Pequenos fogos em todo o lado de Celeste Ng
Comecei a ler «Pequenos fogos em todo o lado» sabendo muito pouco da história. O livro começa pelo fim. Um incêndio numa casa de família, ateado com vários pequenos fogos em todo o lado numa comunidade de Shakers.
Não sabia, mas os Shakers foram uma seita cristã fundada em Inglaterra no séc. XVIII. Neste caso, os criadores da cidade onde se passa esta história inspiraram-se nos seus princípios de perfecionismo e ordem. Uma comunidade utópica onde todas as pessoas seguem as mesmas regras, sem desvios, todas as casas são iguais, habitadas por famílias semelhantes com empregos dentro da norma.
Shaker Heights, apesar do seu idealismo, era um lugar pragmático, e ela não sabia como ser diferente. Uma vida inteira de reflexões práticas e confortáveis abateu-se sobre a centelha dentro dela como um cobertor espesso e pesado.
Além da obsessão pela ordem, o mais interessante que descobri sobre os Shakers é que priorizaram a igualdade de género, com muitas mulheres em cargos de poder dentro da comunidade. E estamos a falar de comunidades do séc. XVIII!

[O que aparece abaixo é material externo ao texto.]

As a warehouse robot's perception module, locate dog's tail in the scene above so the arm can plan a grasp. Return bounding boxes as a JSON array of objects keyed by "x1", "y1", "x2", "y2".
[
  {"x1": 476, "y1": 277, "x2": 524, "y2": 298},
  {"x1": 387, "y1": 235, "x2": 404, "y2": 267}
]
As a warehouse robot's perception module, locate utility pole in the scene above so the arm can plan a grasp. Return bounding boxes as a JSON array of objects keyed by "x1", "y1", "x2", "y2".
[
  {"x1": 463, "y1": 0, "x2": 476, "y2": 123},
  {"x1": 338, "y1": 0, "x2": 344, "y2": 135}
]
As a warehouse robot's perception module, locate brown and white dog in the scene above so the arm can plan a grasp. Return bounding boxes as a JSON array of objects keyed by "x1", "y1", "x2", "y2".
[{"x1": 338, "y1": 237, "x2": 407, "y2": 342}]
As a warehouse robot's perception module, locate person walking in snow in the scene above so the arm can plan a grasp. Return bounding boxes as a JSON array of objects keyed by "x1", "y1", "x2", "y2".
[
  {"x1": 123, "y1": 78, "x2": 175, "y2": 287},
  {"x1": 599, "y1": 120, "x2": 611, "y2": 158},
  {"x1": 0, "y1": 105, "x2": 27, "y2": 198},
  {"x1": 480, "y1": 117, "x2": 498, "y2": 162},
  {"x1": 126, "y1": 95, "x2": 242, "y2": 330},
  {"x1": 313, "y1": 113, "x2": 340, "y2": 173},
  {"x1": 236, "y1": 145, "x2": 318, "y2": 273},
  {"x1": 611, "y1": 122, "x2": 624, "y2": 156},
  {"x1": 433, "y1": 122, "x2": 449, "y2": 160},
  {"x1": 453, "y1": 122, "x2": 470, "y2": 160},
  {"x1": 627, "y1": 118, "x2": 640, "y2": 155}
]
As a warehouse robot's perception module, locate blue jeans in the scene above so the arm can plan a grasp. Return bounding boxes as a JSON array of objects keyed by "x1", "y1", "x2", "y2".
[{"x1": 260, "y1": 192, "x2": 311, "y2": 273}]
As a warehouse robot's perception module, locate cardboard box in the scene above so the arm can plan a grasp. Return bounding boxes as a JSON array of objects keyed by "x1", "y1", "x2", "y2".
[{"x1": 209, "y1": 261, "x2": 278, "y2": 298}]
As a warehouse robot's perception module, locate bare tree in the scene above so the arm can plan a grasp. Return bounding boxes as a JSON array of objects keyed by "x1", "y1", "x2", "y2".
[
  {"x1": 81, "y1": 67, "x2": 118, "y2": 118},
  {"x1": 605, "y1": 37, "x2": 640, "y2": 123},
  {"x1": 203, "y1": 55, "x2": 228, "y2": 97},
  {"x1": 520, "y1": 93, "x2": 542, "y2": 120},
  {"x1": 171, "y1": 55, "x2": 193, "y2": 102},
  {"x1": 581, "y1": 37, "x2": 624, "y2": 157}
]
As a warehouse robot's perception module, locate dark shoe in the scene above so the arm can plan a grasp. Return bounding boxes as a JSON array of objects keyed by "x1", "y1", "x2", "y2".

É para esta cidade que se mudam uma mãe fotógrafa e a sua filha adolescente. A história desenrola-se deste ponto até ao incêndio com o ritmo de uma série. Somos acostumados aos poucos com as personagens e o mistério vai-se adensando, deixando-nos incapazes de pousar o livro sem saber como chegámos ao incêndio da primeira página.
O incêndio marca todo o livro, literal e metaforicamente, já que a autora parece brincar com os personagens da mesma forma, criando pequenos fogos nas suas relações que o leitor fica a ver arder ao longo das páginas.
Todos nós fazemos coisas que lamentamos de vez em quando e que teremos de levar para sempre dentro de nós.
Foi uma grande surpresa este livro, que não foi nada do que esperava, mas que recomendo muito. É apenas o segundo livro da autora (podem ver aqui a entrevista que deu ao público) e está a ser adaptado para uma mini-série.